Use Your Web Site to Market

New York (May 24, 2004) -- Many accounting firms need to coordinate their marketing efforts more with their Web site, according to Robert Algeri, partner with the New York-based Web and print design firm Great Jakes.

Algeri maintains that sites are critical to accounting firms, as they are to other professional-services companies. Speaking at a luncheon meeting of the New York Metropolitan chapter of the Association for Accounting Marketing, he cited research that indicates that 15 to 20 percent of established businesses look for a new accounting firm every year. He also noted that 73 percent of law firms have reported that they have good clients who first found them via the firm’s site. “We can only assume it’s about the same for accounting firms,” Algeri said.

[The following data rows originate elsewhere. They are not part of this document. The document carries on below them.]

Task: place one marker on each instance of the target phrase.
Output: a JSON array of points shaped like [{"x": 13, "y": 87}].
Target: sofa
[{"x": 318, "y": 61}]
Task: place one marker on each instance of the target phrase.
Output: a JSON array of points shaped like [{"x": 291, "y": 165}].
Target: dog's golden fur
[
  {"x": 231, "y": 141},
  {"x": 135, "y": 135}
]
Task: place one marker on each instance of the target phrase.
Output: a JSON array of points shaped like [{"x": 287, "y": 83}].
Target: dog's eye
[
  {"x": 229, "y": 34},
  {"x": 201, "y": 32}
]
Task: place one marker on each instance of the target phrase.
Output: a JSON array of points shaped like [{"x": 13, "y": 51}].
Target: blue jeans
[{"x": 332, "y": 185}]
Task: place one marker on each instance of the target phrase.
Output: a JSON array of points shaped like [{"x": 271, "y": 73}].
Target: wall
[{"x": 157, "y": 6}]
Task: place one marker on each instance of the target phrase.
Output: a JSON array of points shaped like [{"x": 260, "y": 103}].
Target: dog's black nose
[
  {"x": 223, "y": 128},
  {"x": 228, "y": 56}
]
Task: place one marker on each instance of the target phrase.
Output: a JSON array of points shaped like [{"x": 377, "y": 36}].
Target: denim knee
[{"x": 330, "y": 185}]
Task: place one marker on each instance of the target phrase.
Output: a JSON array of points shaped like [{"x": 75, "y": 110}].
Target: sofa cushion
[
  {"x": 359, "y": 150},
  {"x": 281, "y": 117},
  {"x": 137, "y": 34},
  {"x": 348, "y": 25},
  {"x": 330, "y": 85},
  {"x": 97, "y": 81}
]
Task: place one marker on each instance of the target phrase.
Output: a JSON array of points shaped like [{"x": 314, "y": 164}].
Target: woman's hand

All sites should have marketing the firm foremost in mind, integrating the site’s look-and-feel with that of the firm’s brochure, direct-mail pieces and other marketing materials, according to Algeri. He further suggests that the firm's marketer or marketing department should be in charge of the site.

He recommends devoting sections of the site to the firm’s niche areas, including case studies, articles and links to bios of partners involved with the niche. He also recommends including downloadable PDFs, quotes and staff headshots in a press section.

Get rid of links, says Algeri, unless they help clients and prospective clients in some specific way. “Links on your site were a great idea in 1997,” he said. “But clients are not going to come to the sites of accounting firms to find The New York Times.”

Should your firm merge with another firm or be acquired, Algeri recommends changing your Web site as gradually as possible.